Featured by Amy Alexander.

INTERCAL is a programming language that, through parody, criticizes other programming languages. It reminds us that programming languages, like the software developed with them, are not neutral nor transparent.

INTERCAL is designed to be as messy and obscure as possible, using an almost incomprehensible system of variables and operators. But its commands might be its most interesting aspect. Among INTERCAL's infamous features is the "COME FROM" statement - implemented in response to hoopla in the programming community that using "GOTO" encourages poor programming practices. Other INTERCAL commands include "PLEASE DO IGNORE" and "ABSTAIN FROM." These can also be combined to create commands like: "PLEASE ABSTAIN FROM IGNORING + FORGETTING" or "DO ABSTAIN FROM ABSTAINING". The judicious use of "PLEASE" is also important in INTERCAL: the compiler will reject insufficiently polite programs with the error, "PROGRAMMER IS INSUFFICIENTLY POLITE." However, programs that the compiler feels waste too much time groveling will also be refused. Through these un-programming-like commands and rules and their corresponding unorthodox structures, INTERCAL raises questions about the necessity of the rigid structures and imperative context of standard programming languages. Is the alienating way we program the only way?

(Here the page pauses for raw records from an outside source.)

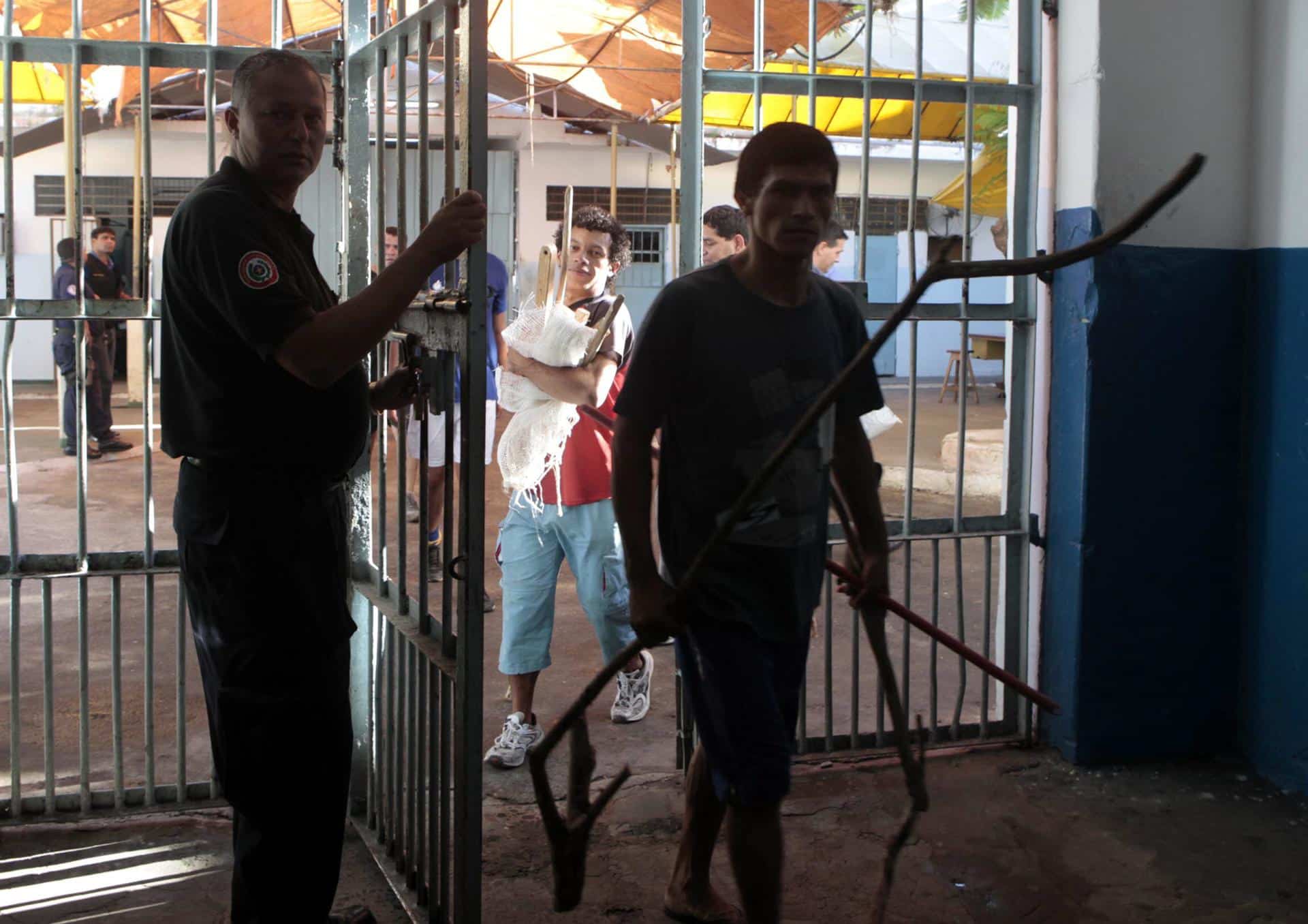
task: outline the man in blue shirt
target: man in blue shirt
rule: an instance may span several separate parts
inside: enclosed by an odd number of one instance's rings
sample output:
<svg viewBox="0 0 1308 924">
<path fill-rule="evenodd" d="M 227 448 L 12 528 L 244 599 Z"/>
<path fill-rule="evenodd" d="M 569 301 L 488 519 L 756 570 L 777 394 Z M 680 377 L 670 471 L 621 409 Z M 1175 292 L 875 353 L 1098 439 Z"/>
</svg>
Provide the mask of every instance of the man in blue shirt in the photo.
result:
<svg viewBox="0 0 1308 924">
<path fill-rule="evenodd" d="M 445 267 L 437 267 L 428 280 L 428 288 L 439 289 L 445 287 Z M 494 254 L 487 254 L 487 331 L 492 334 L 487 338 L 487 446 L 485 463 L 490 465 L 494 458 L 494 419 L 496 402 L 500 393 L 494 383 L 494 370 L 500 365 L 504 355 L 504 329 L 508 322 L 509 268 Z M 459 372 L 454 376 L 454 465 L 459 465 Z M 445 517 L 445 414 L 429 414 L 426 428 L 426 487 L 428 487 L 428 521 L 426 521 L 426 554 L 430 563 L 430 580 L 442 580 L 441 569 L 441 520 Z M 408 421 L 408 455 L 419 458 L 421 440 L 421 424 L 416 416 Z M 494 602 L 489 595 L 483 599 L 485 611 L 494 609 Z"/>
<path fill-rule="evenodd" d="M 59 268 L 55 270 L 55 279 L 51 298 L 77 297 L 77 266 L 73 259 L 77 257 L 77 242 L 71 237 L 55 245 L 59 254 Z M 76 321 L 68 318 L 55 319 L 55 365 L 64 377 L 64 455 L 77 454 L 77 340 Z M 86 416 L 99 418 L 99 391 L 86 389 Z M 86 458 L 98 459 L 102 453 L 95 446 L 86 446 Z"/>
<path fill-rule="evenodd" d="M 118 234 L 107 225 L 90 233 L 90 253 L 86 254 L 85 279 L 88 298 L 128 298 L 127 280 L 114 264 Z M 95 393 L 98 414 L 86 407 L 86 427 L 102 453 L 122 453 L 132 448 L 114 431 L 114 361 L 118 356 L 118 322 L 88 321 L 86 352 L 93 359 L 93 372 L 86 377 L 86 393 Z"/>
</svg>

From the project homepage:
----
"So, you think you've seen it all, eh?

OK. You've coded in C. You've hacked in LISP. Fortran and BASIC hold no terrors for you. You write Emacs modes for fun. You eat assemblers for breakfast. You're fluent in half a dozen languages nobody but a handful of übergeeks have ever heard of. You grok TECO. Possibly you even know COBOL.

Maybe you're ready for the ultimate challenge...INTERCAL.

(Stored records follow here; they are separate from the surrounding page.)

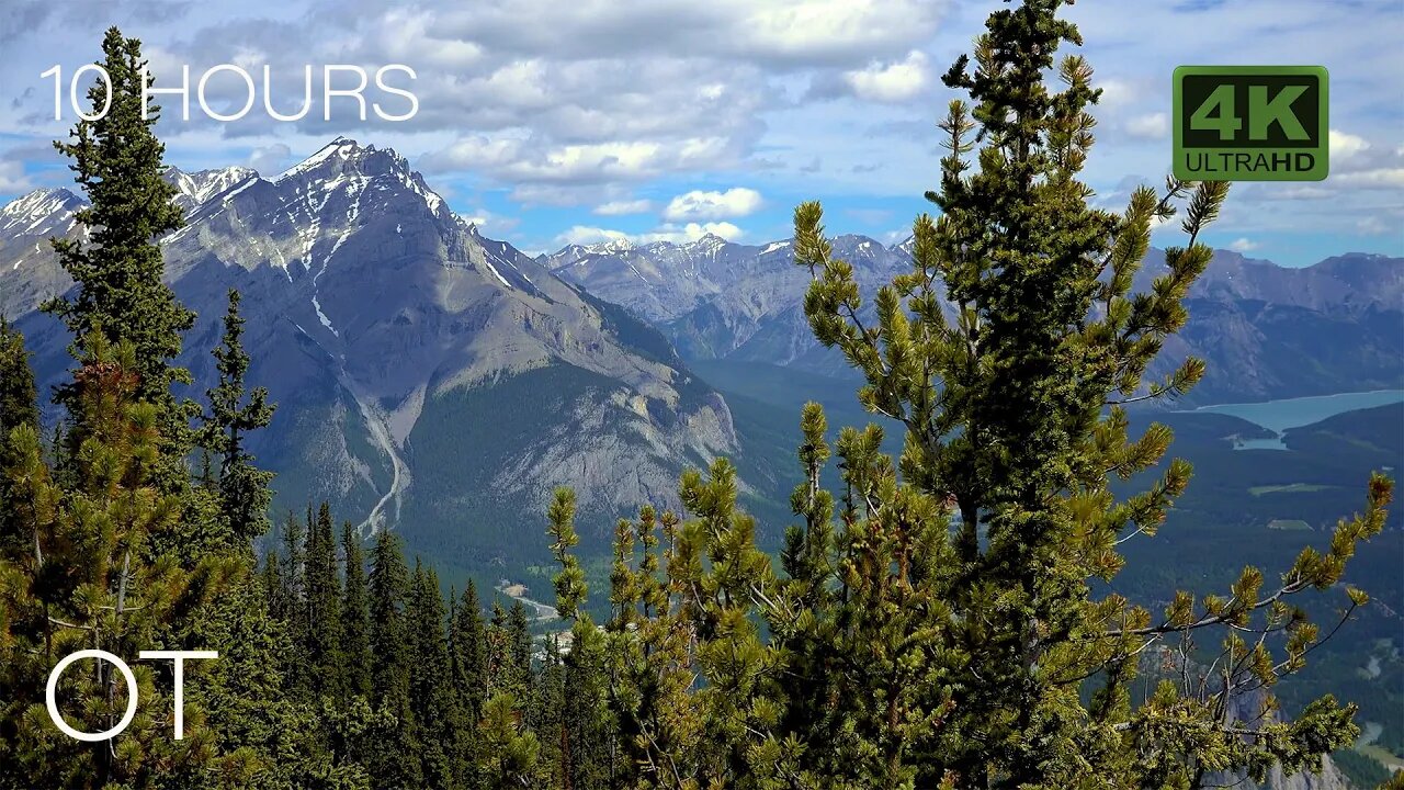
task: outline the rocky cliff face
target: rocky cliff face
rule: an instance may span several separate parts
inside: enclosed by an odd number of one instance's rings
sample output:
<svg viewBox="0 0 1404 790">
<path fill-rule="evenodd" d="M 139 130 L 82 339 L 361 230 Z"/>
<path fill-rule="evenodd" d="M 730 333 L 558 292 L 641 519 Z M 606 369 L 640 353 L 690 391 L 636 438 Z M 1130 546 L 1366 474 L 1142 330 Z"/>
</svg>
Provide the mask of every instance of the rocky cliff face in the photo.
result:
<svg viewBox="0 0 1404 790">
<path fill-rule="evenodd" d="M 279 403 L 256 451 L 284 505 L 327 498 L 416 548 L 489 562 L 528 524 L 545 545 L 541 506 L 557 485 L 608 524 L 670 502 L 685 464 L 736 448 L 726 402 L 656 332 L 483 238 L 393 150 L 337 139 L 274 179 L 167 179 L 187 209 L 161 240 L 167 278 L 199 313 L 183 363 L 204 391 L 225 294 L 243 291 L 251 382 Z M 0 312 L 20 319 L 46 381 L 67 339 L 35 308 L 72 283 L 44 242 L 81 233 L 80 205 L 53 190 L 0 211 Z M 519 430 L 504 443 L 508 423 Z M 455 436 L 473 441 L 441 441 Z M 456 506 L 430 496 L 442 489 Z"/>
</svg>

INTERCAL. The language designed to be Turing-complete but as fundamentally unlike any existing language as possible. Expressions that look like line noise. Control constructs that will make you gasp, make you laugh, and possibly make you hurl. Data structures? We don't need no steenking data structures!

INTERCAL. Designed very early one May morning in 1972 by two hackers who are still trying to live it down. Initially implemented on an IBM 360 running batch SPITBOL. Described by a manual that circulated for years after the short life of the first implementation, reducing strong men to tears (of laughter). Revived in 1990 by the C-INTERCAL compiler, and now the center of an international community of technomasochists.

INTERCAL. Now you, too, can be a part of the madness."
-----

The manual is an important part of the INTERCAL project. It gives complete documentation of the ins and outs of INTERCAL's syntax, but also provides insights into its philosophy. It's well worth a look even if you have no intention of programming in INTERCAL.
Alexander Garrett's paper Abstraction and Modularity in INTERCAL provides additional perspective.
And Charlie Stross's excellent INTERCAL analysis (from which the above ABSTAIN examples were gleaned) is called Intercal - the language from hell. In it, Stross reminds us that:

"It is a matter of record that no computer language has ever succeeded in gaining widespread acceptance on the basis of elegance, comprehensibility or necessity. Look at FORTRAN, Cobol or C; all of them spread despite the fact that better alternatives were available. In fact, there are reasons to believe that INTERCAL is the language of the future."